The insightful observations made by Roy Hattersley in today's Guardian on the nature of John Prescott's media mauling have been pretty much drowned by the tidal wave of tittle-tattle and abuse which has gushed forth from readers since publication.

There must be - at the time of writing - close to 100 emails on that page, the bulk of which rank no better than name-calling, shouting or downright abuse. As always happens when someone on the left of British politics poses an interesting question, they are met, not with a battery of individuals constructively sifting the argument and searching for common ground, but rather a bulwark of prejudice and/or resentment.

The tone of most of those emails is precisely the same that has rung throughout the Labour Party's history, tolling the passing of yet another consensus and the fall of another Government. It is the sound of dozens of axes being ground and hatchets being buried in other people's shouderblades.

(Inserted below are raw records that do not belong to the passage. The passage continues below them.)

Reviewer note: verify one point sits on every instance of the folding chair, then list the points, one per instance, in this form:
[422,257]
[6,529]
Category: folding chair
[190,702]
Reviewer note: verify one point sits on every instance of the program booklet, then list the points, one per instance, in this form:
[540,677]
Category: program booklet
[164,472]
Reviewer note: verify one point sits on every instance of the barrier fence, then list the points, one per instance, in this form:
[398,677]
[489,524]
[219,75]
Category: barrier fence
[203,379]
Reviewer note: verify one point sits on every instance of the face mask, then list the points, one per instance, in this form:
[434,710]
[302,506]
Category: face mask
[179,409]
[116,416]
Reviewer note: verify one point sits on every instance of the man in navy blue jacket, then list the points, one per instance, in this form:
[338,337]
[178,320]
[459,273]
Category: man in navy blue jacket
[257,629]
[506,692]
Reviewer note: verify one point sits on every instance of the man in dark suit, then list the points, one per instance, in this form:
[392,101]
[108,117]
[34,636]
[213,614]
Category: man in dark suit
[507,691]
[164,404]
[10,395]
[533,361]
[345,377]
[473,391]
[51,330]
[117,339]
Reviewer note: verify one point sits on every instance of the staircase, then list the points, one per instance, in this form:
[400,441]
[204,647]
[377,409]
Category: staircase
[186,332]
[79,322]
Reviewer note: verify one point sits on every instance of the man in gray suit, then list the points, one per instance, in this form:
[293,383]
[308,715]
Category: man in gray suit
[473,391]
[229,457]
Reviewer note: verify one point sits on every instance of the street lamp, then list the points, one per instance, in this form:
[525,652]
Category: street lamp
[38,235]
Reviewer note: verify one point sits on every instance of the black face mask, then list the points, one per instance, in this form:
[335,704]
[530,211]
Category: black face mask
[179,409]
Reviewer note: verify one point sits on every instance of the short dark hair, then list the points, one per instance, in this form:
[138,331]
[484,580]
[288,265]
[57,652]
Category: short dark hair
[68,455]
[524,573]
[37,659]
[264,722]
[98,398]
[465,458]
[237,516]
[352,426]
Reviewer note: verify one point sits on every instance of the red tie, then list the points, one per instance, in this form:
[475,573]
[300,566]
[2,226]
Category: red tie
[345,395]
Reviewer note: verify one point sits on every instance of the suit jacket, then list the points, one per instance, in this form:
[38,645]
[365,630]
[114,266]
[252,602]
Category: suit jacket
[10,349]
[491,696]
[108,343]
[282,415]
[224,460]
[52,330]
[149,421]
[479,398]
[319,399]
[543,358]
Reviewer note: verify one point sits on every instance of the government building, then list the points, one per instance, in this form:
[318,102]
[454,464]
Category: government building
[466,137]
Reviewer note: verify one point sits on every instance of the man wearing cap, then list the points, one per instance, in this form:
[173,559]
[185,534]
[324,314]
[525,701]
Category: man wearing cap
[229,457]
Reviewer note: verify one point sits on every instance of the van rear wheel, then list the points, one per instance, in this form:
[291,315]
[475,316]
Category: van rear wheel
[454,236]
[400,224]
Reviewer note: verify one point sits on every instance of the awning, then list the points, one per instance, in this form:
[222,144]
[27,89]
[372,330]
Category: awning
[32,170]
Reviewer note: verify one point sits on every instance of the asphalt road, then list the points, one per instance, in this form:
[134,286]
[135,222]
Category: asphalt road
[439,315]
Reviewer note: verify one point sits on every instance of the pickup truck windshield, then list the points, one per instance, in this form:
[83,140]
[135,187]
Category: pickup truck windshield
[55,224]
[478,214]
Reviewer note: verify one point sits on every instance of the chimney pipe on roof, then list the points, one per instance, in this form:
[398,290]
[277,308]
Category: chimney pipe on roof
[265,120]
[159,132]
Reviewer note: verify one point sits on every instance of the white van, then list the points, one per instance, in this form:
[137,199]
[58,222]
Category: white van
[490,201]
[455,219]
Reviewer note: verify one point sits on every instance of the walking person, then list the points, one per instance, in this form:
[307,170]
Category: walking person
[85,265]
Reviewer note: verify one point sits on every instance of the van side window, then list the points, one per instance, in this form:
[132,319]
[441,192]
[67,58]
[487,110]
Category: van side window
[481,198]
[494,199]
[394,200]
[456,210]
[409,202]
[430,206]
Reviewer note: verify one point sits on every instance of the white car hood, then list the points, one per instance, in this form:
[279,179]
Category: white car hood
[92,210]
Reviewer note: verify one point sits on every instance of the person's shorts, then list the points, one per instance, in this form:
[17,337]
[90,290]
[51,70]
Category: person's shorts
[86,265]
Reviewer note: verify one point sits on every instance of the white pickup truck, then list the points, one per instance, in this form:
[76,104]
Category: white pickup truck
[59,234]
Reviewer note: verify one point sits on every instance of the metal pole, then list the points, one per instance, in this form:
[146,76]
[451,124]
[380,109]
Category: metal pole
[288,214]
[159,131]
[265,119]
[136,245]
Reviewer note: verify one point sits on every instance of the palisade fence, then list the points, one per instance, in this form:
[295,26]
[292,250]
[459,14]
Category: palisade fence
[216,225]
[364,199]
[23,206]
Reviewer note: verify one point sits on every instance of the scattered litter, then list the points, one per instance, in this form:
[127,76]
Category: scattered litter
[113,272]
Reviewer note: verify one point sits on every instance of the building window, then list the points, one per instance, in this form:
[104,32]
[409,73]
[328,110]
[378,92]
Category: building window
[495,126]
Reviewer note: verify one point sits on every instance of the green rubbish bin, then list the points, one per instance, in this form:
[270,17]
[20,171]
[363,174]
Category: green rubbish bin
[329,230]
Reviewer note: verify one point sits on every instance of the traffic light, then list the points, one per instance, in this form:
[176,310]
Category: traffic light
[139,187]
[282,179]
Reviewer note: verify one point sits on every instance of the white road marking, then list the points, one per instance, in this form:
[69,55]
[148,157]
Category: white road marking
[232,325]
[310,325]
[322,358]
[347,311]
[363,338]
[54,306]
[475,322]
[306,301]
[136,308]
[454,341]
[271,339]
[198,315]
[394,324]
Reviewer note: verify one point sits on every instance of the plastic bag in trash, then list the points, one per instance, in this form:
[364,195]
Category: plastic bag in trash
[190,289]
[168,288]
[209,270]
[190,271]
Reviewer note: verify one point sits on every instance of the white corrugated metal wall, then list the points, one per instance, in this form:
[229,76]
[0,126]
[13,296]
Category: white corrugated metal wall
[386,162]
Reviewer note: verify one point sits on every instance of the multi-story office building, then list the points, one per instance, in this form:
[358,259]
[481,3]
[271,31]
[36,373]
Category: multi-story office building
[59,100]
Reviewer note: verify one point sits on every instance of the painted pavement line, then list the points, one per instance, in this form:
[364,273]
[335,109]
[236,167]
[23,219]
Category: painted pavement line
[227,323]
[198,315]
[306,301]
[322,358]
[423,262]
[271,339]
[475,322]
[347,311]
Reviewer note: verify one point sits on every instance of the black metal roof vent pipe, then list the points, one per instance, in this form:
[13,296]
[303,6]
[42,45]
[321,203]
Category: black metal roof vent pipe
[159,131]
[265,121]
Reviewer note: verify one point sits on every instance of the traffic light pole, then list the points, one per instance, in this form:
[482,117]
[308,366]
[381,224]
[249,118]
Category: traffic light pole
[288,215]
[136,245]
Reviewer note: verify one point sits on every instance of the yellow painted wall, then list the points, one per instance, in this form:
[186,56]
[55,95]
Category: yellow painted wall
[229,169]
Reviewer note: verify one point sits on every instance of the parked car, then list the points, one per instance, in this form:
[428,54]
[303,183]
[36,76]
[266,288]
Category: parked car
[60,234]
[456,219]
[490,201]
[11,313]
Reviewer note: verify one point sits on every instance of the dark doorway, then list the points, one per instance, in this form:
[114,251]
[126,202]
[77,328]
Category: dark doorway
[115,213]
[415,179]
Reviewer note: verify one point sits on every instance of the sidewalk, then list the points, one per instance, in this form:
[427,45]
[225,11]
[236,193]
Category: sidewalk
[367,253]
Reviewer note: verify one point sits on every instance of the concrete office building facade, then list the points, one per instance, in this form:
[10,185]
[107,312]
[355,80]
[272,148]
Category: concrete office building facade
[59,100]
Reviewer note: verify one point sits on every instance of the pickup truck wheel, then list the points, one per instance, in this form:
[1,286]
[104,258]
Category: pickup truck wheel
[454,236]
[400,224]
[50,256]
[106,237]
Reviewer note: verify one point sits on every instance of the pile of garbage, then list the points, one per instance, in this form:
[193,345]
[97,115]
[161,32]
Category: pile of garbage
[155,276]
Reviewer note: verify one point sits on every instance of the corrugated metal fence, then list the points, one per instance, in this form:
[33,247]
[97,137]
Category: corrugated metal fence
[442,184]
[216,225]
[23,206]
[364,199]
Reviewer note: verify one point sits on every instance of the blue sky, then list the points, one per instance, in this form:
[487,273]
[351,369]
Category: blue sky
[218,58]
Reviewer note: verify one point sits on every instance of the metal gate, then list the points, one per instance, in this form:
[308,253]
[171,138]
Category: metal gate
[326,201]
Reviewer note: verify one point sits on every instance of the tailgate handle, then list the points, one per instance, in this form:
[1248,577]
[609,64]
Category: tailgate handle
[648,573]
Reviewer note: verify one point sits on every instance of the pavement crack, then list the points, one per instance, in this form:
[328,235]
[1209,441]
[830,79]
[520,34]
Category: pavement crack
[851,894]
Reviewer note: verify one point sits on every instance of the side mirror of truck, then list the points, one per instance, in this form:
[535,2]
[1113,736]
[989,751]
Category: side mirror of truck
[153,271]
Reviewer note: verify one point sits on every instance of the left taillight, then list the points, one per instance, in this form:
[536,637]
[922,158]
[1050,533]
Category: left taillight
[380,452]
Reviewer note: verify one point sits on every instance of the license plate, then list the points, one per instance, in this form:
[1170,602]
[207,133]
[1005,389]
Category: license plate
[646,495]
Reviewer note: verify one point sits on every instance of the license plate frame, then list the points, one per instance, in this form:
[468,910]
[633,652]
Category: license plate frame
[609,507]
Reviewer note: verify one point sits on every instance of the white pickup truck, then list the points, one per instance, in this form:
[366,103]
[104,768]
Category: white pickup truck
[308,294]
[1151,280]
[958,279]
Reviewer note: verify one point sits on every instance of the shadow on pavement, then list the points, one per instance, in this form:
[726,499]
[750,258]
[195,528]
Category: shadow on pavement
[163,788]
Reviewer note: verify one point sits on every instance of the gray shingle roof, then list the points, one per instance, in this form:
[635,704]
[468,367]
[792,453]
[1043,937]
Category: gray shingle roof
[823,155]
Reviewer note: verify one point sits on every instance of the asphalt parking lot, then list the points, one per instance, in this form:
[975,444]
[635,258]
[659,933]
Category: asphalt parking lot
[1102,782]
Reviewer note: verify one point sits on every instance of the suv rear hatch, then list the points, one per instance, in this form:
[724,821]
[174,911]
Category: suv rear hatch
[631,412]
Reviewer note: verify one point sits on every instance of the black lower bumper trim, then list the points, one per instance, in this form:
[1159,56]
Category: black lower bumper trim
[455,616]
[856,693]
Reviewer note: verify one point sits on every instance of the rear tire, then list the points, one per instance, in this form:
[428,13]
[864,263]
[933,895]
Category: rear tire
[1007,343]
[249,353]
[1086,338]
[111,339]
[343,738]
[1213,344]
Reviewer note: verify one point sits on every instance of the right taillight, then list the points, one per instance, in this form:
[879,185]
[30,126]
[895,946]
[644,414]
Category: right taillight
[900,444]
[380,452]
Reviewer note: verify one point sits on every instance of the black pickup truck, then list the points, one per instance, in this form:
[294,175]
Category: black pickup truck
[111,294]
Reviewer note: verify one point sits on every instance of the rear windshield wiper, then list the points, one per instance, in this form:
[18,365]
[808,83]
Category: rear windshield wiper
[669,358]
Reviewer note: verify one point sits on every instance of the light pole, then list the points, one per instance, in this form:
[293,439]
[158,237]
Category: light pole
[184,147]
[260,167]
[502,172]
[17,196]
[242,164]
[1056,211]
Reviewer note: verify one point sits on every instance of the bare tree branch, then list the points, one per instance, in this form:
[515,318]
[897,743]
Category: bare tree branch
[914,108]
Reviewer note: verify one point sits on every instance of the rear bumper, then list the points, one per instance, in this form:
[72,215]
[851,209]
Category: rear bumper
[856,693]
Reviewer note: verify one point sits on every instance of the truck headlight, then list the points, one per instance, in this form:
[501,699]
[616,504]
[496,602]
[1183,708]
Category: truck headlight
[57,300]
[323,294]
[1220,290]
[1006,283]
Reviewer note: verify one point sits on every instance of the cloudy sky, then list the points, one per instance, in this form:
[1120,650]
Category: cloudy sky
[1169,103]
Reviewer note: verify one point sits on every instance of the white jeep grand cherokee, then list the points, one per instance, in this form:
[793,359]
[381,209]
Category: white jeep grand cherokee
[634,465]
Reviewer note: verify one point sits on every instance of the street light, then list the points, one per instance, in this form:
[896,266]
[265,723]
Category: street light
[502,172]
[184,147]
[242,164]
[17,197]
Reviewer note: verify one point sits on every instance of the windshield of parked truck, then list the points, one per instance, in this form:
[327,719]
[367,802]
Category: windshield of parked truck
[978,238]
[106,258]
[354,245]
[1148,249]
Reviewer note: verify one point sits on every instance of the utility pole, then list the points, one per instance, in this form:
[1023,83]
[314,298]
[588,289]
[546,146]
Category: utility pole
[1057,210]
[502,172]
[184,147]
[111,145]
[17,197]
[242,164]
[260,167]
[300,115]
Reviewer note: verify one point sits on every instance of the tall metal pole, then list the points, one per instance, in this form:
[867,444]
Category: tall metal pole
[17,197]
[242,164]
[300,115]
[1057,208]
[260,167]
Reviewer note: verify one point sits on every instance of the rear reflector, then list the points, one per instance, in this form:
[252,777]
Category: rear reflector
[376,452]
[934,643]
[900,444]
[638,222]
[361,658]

I wonder why The Guardian bother with such an appallingly-moderated offshoot of their otherwise superlative website. It does nothing to raise the tenor of debate. It does precious little more to boost online participation, for surely any casual browser or internet novice would, upon seeing such an exhibition of petulance, log off and never come back.

I used to belong to a couple of political mailing lists nigh on ten years ago, which were characterised by precisely the same kind of bitching and backbiting evident in most of the comments on that Guardian page. Has the nature of online debate really progressed such a paltry distance in the space of a decade? Is the same narrowminded nitpicking and pedantry still as prevalent now as then?

As John Major once breathlessly informed to the country: "It is. It's still here. It's still here."